World-wide shipping has been enabled.
*
To International buyers*: Shipping is reasonable in the US, but even to Canada the cost of shipping often exceeds the purchase. I completely understand if you're unwilling to pay that much in shipping. Larger printers like RedBubble have printers in multiple economic zones so that shipping is basically the same no matter where you're at. Unfortunately, this is a small operation in the U.S..

We'll probably end up doing this again with different or multiple printers in the future, so if you can't afford or don't want to pay the International shipping, don't sweat it. You won't hurt my feelings.

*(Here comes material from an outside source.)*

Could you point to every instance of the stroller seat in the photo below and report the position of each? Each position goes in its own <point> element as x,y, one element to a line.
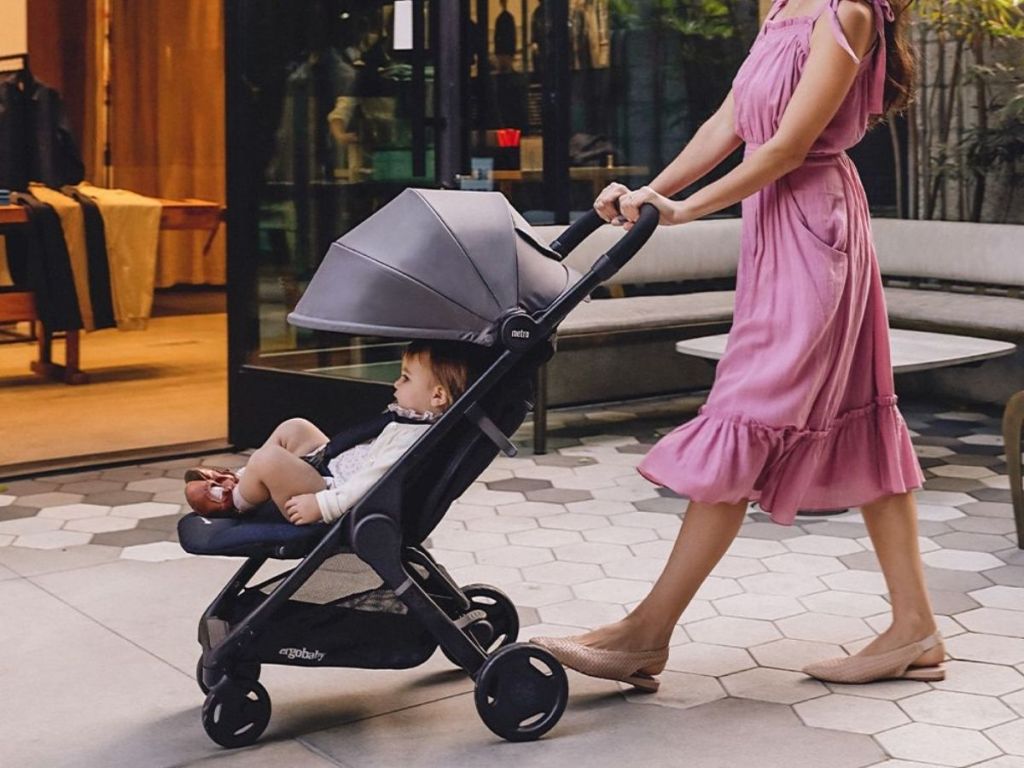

On the plus, the percentage I get from the actual merchandise is very reasonable so it's not like with RedBubble where we were losing a large cut out of each sale.

*Can I trust them with FIN / shipping addresses?*
They're a business that's been around for years and haven't had any leaks. I'd trust them myself.

*I don't see something I want.*
Let me know in this thread.

*Are they paedoterrorist proof?*
Probably not, which is why this is a limited run and I'm encouraging people to order immediately.


----------



## Sissy (Jun 15, 2018)

They look like they were made for children, I'll buy all of them


----------



## Jaimas (Jun 15, 2018)

Done and done.


----------



## Jaded Optimist (Jun 15, 2018)

No Canada?


----------



## Null (Jun 15, 2018)

A Name But Backwards said:


> No Canada?


Canada is serviced but the shipping costs are very high.


----------



## Dangus Bang Boon (Jun 15, 2018)

Was hoping to see a "Kiwifarms, a place for faggots"... because I would totally wear that to the bar.


----------



## Null (Jun 15, 2018)

Dingus Bing Bong said:


> Was hoping to see a "Kiwifarms, a place for faggots"... because I would totally wear that to the bar.


I intentionally avoided branding so that no one can publicly embarrass themselves with the site's t-shirt.


----------



## Jaded Optimist (Jun 15, 2018)

Null said:


> Canada is serviced but the shipping costs are very high.


Bummer.  Thanks for the info, ill hopefully still be buying something.

Second question, you said initially that the company only does clothing, but I see a shot glass there.  Any chance of stickers in the future?


----------



## Null (Jun 15, 2018)

A Name But Backwards said:


> Second question, you said initially that the company only does clothing, but I see a shot glass there. Any chance of stickers in the future?


I thought they did, but they apparently have access to Shenzhen suppliers or something. The amount of merchandise they said they can do is outrageous. I'll inquire about stickers.


----------



## Pepito The Cat (Jun 15, 2018)

I'm still fighting the customs for a backpack I got on my B-day, I don't need any more of that right now but I support this with all my heart.


----------



## Dangus Bang Boon (Jun 15, 2018)

Null said:


> I intentionally avoided branding so that no one can publicly embarrass themselves with the site's t-shirt.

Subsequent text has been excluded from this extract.